3. Determination of whether the petitioner was a dealer in securities.
4. Error of law apparent on the face of the record.
5. Issuance of a writ of certiorari.

Issue-wise Detailed Analysis:

1. Jurisdiction and Alternative Remedies under Article 226 of the Constitution:
The learned standing counsel for the department argued that the applications under Article 226 should not lie because the petitioner had not exhausted alternative remedies available under the Income-tax Act, which is a self-contained Act. Reference was made to the Supreme Court decision in Champalal Binani v. Commissioner of Income-tax, where it was held that a party feeling aggrieved by an order of an authority under the Income-tax Act must first resort to the remedies provided within the Act before approaching the High Court. However, the court held that since no appeal, revision, or review lies against the Commissioner's order under the Income-tax Act, the application under Article 226 could not be dismissed on this ground.

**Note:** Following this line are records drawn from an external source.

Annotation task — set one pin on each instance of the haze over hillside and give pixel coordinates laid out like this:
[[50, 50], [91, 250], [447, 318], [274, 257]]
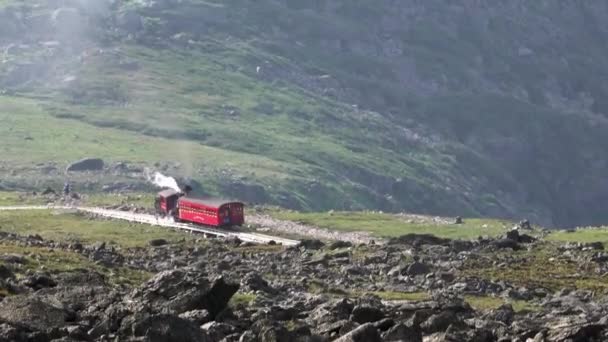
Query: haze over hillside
[[454, 108]]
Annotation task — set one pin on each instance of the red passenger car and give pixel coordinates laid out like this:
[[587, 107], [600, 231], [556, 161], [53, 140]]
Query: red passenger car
[[210, 212]]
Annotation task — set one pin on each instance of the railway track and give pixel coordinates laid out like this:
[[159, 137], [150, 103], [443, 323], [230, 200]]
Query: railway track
[[164, 222]]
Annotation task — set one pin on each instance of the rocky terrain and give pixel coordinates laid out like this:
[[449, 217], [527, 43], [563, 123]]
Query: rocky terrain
[[413, 288]]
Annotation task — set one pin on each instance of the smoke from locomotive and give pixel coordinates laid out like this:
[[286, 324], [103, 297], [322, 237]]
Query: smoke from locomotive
[[163, 181]]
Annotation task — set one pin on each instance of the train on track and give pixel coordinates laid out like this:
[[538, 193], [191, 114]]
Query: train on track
[[206, 212]]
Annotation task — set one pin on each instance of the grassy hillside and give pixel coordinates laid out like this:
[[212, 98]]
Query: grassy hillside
[[324, 105]]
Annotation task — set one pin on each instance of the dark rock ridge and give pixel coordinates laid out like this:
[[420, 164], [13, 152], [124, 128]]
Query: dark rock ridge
[[87, 164], [231, 291]]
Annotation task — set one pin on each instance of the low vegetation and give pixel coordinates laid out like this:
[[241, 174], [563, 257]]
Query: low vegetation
[[52, 260], [389, 225], [539, 267], [61, 226], [590, 234]]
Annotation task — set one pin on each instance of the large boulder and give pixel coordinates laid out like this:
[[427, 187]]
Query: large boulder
[[366, 314], [163, 328], [87, 164], [32, 312], [402, 333], [364, 333], [182, 290], [418, 268]]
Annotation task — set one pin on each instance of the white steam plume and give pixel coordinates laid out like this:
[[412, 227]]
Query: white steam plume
[[163, 181]]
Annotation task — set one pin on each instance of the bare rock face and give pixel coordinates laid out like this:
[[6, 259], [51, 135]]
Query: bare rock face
[[166, 328], [32, 312], [87, 164], [180, 291], [364, 333]]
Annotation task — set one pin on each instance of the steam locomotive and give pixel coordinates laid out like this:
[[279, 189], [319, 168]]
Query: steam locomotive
[[207, 212]]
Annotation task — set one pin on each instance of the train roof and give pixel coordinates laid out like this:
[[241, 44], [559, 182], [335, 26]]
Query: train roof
[[209, 202], [168, 193]]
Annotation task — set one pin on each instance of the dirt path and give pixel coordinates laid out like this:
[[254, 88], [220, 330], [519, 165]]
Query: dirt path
[[155, 221], [269, 223]]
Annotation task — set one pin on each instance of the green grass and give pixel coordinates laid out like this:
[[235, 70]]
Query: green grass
[[38, 258], [540, 267], [387, 225], [599, 234], [16, 198], [491, 303], [60, 226]]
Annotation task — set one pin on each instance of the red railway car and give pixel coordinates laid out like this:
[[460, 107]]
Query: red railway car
[[210, 212]]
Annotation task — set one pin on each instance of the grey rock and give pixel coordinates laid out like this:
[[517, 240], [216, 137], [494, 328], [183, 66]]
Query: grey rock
[[418, 268], [364, 333], [87, 164], [365, 314]]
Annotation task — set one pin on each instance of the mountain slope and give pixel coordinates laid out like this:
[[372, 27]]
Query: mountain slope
[[437, 107]]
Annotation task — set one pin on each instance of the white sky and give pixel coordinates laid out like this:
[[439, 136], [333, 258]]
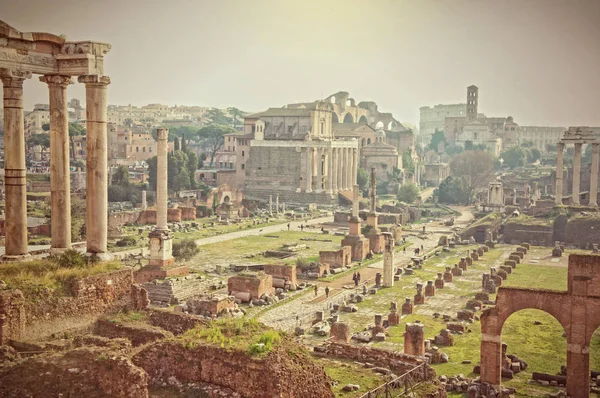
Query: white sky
[[538, 61]]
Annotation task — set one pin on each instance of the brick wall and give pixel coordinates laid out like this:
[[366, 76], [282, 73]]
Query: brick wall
[[256, 285], [285, 271], [338, 258], [36, 318]]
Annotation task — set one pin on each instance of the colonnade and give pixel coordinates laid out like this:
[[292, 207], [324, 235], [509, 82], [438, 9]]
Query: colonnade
[[330, 169], [60, 181], [558, 194]]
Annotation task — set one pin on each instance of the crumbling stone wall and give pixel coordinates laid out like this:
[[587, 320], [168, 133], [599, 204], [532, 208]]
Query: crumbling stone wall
[[539, 235], [256, 284], [176, 323], [336, 259], [397, 362], [579, 306], [83, 372], [282, 271], [116, 220], [278, 374], [33, 319]]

2. Classification of Income from Government Securities as Business Income under Section 81(i) of the Income-tax Act:
The petitioner's case was that it is a co-operative bank and its business income, including interest from government securities, should be exempt from income tax under Section 81(i) of the Income-tax Act. The petitioner argued that the securities were part of its trading assets and circulating capital, thus the interest received should be considered business income and exempt from tax.

3. Determination of Whether the Petitioner was a Dealer in Securities:
The Commissioner had held that to claim that securities are part of trading assets, the petitioner must show that it deals in securities as an integral part of its business operations and not merely as an investment for idle funds. The Commissioner concluded that the petitioner was not a dealer in securities and thus the interest income could not be considered business income. However, the court found this reasoning to be legally incorrect. Citing various Supreme Court decisions, it was held that it is not necessary for a co-operative bank to be a dealer in securities to qualify for exemption under Section 81. What is required is that the securities be part of the bank's circulating capital.

4. Error of Law Apparent on the Face of the Record:
The court determined that the Commissioner's order was based on an erroneous interpretation of Section 81 of the Income-tax Act. The Commissioner incorrectly held that only a dealer in securities could claim the exemption. The court noted that this was an error of law apparent on the face of the record, as the correct legal position is that a co-operative bank need not be a dealer in securities to claim the exemption; it only needs to show that the securities are part of its trading assets.

5. Issuance of a Writ of Certiorari:
The court referred to the Supreme Court decision in Syed Yakoob v. K. S. Radhakrishnan, which laid down the circumstances under which a writ of certiorari can be issued. It was held that if an inferior tribunal comes to a finding in disregard of relevant statutory provisions or if its decision is based on reasons wrong in law, such a decision can be corrected by a writ of certiorari. The court found that the Commissioner's decision was based on a wrong legal premise and thus amenable to correction by a writ of certiorari.

Conclusion:
The court quashed the Commissioner's order dated April 19, 1969, and set aside the demand notices issued by the Income-tax Officer, A-Ward, Shillong, for the assessment years in question. The applications were allowed, and the rules were made absolute, with no order as to costs.